Saturday, June 28, 2025

Issues with a Naive Fibonacci

 Let’s look in detail at a naïve—that is, simple and elegant, but computationally expensive (you’ll get O(2^n)) way to implement Fibonacci. This, perhaps, was the way you learned how to implement it when you first came across the idea of recursive programming.


Fibonacci is defined very simply:

  • Fib(0) is 1
  • Fib(1) is 1
  • Fib(n) is the sum of Fib(n-1) and Fib(n-2) for all other n >=2

This last step is what makes it recursive—and, unfortunately, what makes the elegant recursive solution. Let’s look at why.

The following is as literal (and correct) a translation of the 3 bullet points above as possible:

public static int fibonacci(int n) {

    if (n == 0 || n == 1) {

        return n;

    }

    return fibonacci(n - 1) + fibonacci(n - 2);

}

There’s a problem with this code; even if not in theory, in practice: It repeats a lot  of work unnecessarily.

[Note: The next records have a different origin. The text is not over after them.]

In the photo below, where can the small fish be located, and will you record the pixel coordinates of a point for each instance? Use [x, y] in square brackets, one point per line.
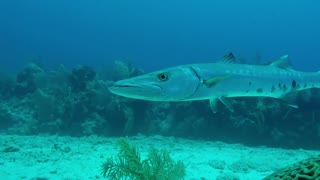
[217, 82]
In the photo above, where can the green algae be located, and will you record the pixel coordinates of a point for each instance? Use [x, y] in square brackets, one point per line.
[129, 165]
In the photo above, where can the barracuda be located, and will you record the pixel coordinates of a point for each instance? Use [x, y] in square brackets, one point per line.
[217, 82]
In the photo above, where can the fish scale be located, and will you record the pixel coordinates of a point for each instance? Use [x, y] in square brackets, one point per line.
[217, 82]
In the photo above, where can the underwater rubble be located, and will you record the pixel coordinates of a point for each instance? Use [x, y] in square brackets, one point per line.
[76, 102]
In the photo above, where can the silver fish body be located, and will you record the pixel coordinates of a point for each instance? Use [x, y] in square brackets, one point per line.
[216, 81]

Suppose we need fib(10). Then we need

·       Fib(9)

o   For which we need fib(8)

§  For which we need fib(7)

·       For which we need fib(6)

·       And fib(5)

§  And fib(6)

·       For which we need fib(5)

·       And fib(4)

o   and fib(7)

·       Fib(8)

o   for which we need fib(7)

o   and fib(6)

 

The tree of calls isn’t even complete—this is why Fibonacci takes so long, O(2^n)—and look at how many times I’m repeating that I need royal blue, or turquoise, or any other color. And realize that, if, for example, I need fib(100), I need to do that whole tree’s worth of calculation before I can find the answer, even if fib(100) is just an intermediary goal.

Of course, using fib(100) is quite an extreme example, but it does its job: show just how much work you repeat due to the exponential nature of the problem.

Let’s actually look at a tree showing the sequence of calls for fib(7) to see just how much work is repeated, on our way, in the next article, to a better (if less obvious and elegant) way to calculate Fibonacci that saves orders of magnitude of time and memory:

 A diagram of a flowchart

AI-generated content may be incorrect.

Fib(7), by definition, requires fib(6) and fib(5). But here’s the problem: the traditional approach is to calculate fib(6) and throw away the intermediate results, including an answer we need anyway before calculating fib(5), which was already part of fib(6) but which we foolishly threw away.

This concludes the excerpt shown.